The ``sample_plus_quantities`` combines the existing sample
and new quantities of interest into a pandas DataFrame object
which can be used for downstream analysis and visualization.
In this way you add more columns of information to an existing sample.

## Example:  add posterior predictive checks to `bernoulli.stan`


In this example we use the CmdStan example model [bernoulli.stan](https://github.com/stan-dev/cmdstanpy/blob/master/test/data/bernoulli.stan)
and data file [bernoulli.data.json](https://github.com/stan-dev/cmdstanpy/blob/master/test/data/bernoulli.data.json) as our existing model and data.

We instantiate the model `bernoulli`,
as in the "Hello World" section
of the CmdStanPy [tutorial](../../cmdstanpy_tutorial.ipynb) notebook.

In [None]:
import os
from cmdstanpy import cmdstan_path, CmdStanModel, CmdStanMCMC, CmdStanGQ

bernoulli_dir = os.path.join(cmdstan_path(), 'examples', 'bernoulli')
bernoulli_path = os.path.join(bernoulli_dir, 'bernoulli.stan')
bernoulli_data = os.path.join(bernoulli_dir, 'bernoulli.data.json')

# instantiate bernoulli model, compile Stan program
bernoulli_model = CmdStanModel(stan_file=bernoulli_path)
print(bernoulli_model.code())

The input data consists of `N` - the number of bernoulli trials and `y` - the list of observed outcomes.
Inspection of the data shows that on average, there is a 20% chance of success for any given Bernoulli trial.

In [None]:
# examine bernoulli data
import ujson
import statistics
with open(bernoulli_data,'r') as fp:
    data_dict = ujson.load(fp)
print(data_dict)
print('mean of y: {}'.format(statistics.mean(data_dict['y'])))

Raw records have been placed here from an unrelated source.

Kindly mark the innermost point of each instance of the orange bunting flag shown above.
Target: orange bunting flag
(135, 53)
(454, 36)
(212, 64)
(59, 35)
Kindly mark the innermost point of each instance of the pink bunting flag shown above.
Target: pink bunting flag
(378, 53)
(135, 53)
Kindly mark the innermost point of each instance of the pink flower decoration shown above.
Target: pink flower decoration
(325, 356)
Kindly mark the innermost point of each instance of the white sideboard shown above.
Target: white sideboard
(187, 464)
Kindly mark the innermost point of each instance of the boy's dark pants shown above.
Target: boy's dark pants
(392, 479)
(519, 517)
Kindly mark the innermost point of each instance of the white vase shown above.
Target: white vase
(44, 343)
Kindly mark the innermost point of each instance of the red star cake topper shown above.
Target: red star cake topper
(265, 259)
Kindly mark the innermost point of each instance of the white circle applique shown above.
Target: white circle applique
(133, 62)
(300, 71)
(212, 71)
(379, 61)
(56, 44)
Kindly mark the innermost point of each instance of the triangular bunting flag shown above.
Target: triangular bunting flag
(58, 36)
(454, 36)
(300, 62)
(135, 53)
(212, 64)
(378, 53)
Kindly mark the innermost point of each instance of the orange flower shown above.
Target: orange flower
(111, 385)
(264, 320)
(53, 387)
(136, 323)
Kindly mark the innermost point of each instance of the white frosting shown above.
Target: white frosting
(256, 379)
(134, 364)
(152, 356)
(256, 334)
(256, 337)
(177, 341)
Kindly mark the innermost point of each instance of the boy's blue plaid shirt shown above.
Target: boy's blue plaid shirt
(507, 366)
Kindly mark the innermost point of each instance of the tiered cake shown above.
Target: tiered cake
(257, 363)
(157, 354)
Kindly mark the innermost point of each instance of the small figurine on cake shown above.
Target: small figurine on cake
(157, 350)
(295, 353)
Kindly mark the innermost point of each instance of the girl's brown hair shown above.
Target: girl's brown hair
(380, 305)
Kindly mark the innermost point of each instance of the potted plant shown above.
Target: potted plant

As in the "Hello World" tutorial, we produce a sample from the posterior of the model conditioned on the data:

In [None]:
# fit the model to the data
bern_fit = bernoulli_model.sample(data=bernoulli_data)

The fitted model produces an estimate of `theta` - the chance of success

In [None]:
bern_fit.summary()

To run a prior predictive check, we add a `generated quantities` block to the model, in which we generate a new data vector `y_rep` using the current estimate of theta.  The resulting model is in file [bernoulli_ppc.stan](https://github.com/stan-dev/cmdstanpy/blob/master/test/data/bernoulli_ppc.stan)

In [None]:
bernoulli_ppc_model = CmdStanModel(stan_file='bernoulli_ppc.stan')
print(bernoulli_ppc_model.code())

We run the `generate_quantities` method on `bernoulli_ppc` using existing sample `bern_fit` as input.  The `generate_quantities` method takes the values of `theta` in the `bern_fit` sample as the set of draws from the posterior used to generate the corresponsing `y_rep` quantities of interest.

The arguments to the `generate_quantities` method are:
 + `data`  - the data used to fit the model
 + `mcmc_sample` - either a `CmdStanMCMC` object or a list of stan-csv files


In [None]:
new_quantities = bernoulli_ppc_model.generate_quantities(data=bernoulli_data, mcmc_sample=bern_fit)

The `generate_quantities` method returns a `CmdStanGQ` object which contains the values for all variables in the generated quantitites block of the program ``bernoulli_ppc.stan``.  Unlike the output from the ``sample`` method, it doesn't contain any information on the joint log probability density, sampler state, or parameters or transformed parameter values.

In this example, each draw consists of the N-length array of replicate of the `bernoulli` model's input variable  `y`, which is an N-length array of Bernoulli outcomes.

In [None]:
print(new_quantities.generated_quantities.shape, new_quantities.column_names)
for i in range(3):
    print (new_quantities.generated_quantities[i,:])

The method `sample_plus_quantities` returns a pandas DataFrame which combines the input drawset with the generated quantities.

In [None]:
sample_plus = new_quantities.sample_plus_quantities
print(sample_plus.shape)
print(sample_plus.columns)

For models as simple as the bernoulli models here, it would be trivial to re-run the sampler and generate a new sample which contains both the estimate of the parameters `theta` as well as `y_rep` values. For models which are difficult to fit, i.e., when producing a sample is computationally expensive, the `generate_quantities` method is preferred.